Forms auth / Location element

Discussion in 'ASP .Net Security' started by Mark Teague, Mar 21, 2005.

  1. Mark Teague

    Mark Teague Guest

    Greetings!

    I am attempting to secure the root of an IIS virtual directory and an Admin subdirectory separately from one another. At first, I attempted to create an additional Web.Config in the /Admin folder to direct unauthenticated access attempts to URLs within this directory to a different login page. The ASP.Net runtime complained that the <authentication/> element should only be used at the root level (or perhaps it was the <forms/> element).

    After returning to the drawing board, I attempted to create two <location/> elements within the root level Web.Config file. The contents of the root Web.Config file are inserted below. There are two <location/> elements. One for the root of the virtual directory and another for the /Admin subdirectory.

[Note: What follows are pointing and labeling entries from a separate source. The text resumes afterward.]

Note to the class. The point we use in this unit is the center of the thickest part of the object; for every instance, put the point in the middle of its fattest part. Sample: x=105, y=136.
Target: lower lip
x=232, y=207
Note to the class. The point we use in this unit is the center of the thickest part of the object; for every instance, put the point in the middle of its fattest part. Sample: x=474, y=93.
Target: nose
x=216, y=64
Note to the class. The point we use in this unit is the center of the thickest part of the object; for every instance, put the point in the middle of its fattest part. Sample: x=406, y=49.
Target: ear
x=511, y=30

    Unauthenticated attempts to access root level URLs are properly redirected to /Login.aspx. However, once authenticated to this folder the client may request any URL within the /Admin folder without being subject to the additional authentication/authorization that I would like to enforce upon administrative use.

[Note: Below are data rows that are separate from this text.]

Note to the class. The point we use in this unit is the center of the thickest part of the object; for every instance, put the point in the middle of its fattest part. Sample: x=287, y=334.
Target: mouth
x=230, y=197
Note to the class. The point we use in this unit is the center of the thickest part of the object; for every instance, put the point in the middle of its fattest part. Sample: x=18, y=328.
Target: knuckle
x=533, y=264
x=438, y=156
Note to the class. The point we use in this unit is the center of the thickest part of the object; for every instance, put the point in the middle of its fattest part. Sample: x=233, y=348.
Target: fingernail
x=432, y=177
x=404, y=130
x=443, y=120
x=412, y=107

    Is it the case that "Forms" based authentication can only be employed once during a client's session? (i.e. Once they are authenticated, they are authenticated ... period!) And also, that only one form can be established for a particular IIS virtual directory or application? If this is not the case, then any guidance as to what I have configured wrong will be greatly appreciated.


    Thanks in advance,
    Mark

    Contents of Web.Config follow:
    <?xml version="1.0" encoding="utf-8" ?>
    <configuration>

    <location>
    <system.web>
    <compilation defaultLanguage="vb" debug="true" />

    <customErrors mode="Off" />

    <authentication mode="Forms">
    <forms name=".rootAccessCookie" loginUrl="Login.aspx" protection="All" timeout="30" path="/" />
    </authentication>

    <authorization>
    <deny users="?" /> <!-- Deny all unauthenticated/unauthorized users -->

    </authorization>

    <trace enabled="false" requestLimit="10" pageOutput="false" traceMode="SortByTime" localOnly="true" />

    <sessionState
    mode="InProc"
    stateConnectionString="tcpip=127.0.0.1:42424"
    sqlConnectionString="data source=127.0.0.1;Trusted_Connection=yes"
    cookieless="false"
    timeout="20"
    />

    <globalization requestEncoding="utf-8" responseEncoding="utf-8" />

    </system.web>
    </location>

    <location path="Admin/">
    <system.web>

    <compilation defaultLanguage="vb" debug="true" />

    <customErrors mode="Off" />

    <authentication mode="Forms">
    <forms name=".adminAccessCookie" loginUrl="Admin/Login.aspx" protection="All" timeout="30" path="Admin/" />
    </authentication>

    <authorization>
    <deny users="?" /> <!-- Deny all unauthenticated/unauthorized users -->

    </authorization>

    <trace enabled="false" requestLimit="10" pageOutput="false" traceMode="SortByTime" localOnly="true" />

    <sessionState
    mode="InProc"
    stateConnectionString="tcpip=127.0.0.1:42424"
    sqlConnectionString="data source=127.0.0.1;Trusted_Connection=yes"
    cookieless="false"
    timeout="20"
    />

    <globalization requestEncoding="utf-8" responseEncoding="utf-8" />

    </system.web>
    </location>

    </configuration>
    Mark Teague, Mar 21, 2005
    #1
    1. Advertising

  2. Hello Mark,

    you so far only used deny="?" -

    there are also <allow user=".." /> and <allow role=".." />

    to give different users different access rights to your application, you
    have to couple the users with roles, a common place to do this is in the
    AuthenticateRequest event in gobal.asax or a HttpModule...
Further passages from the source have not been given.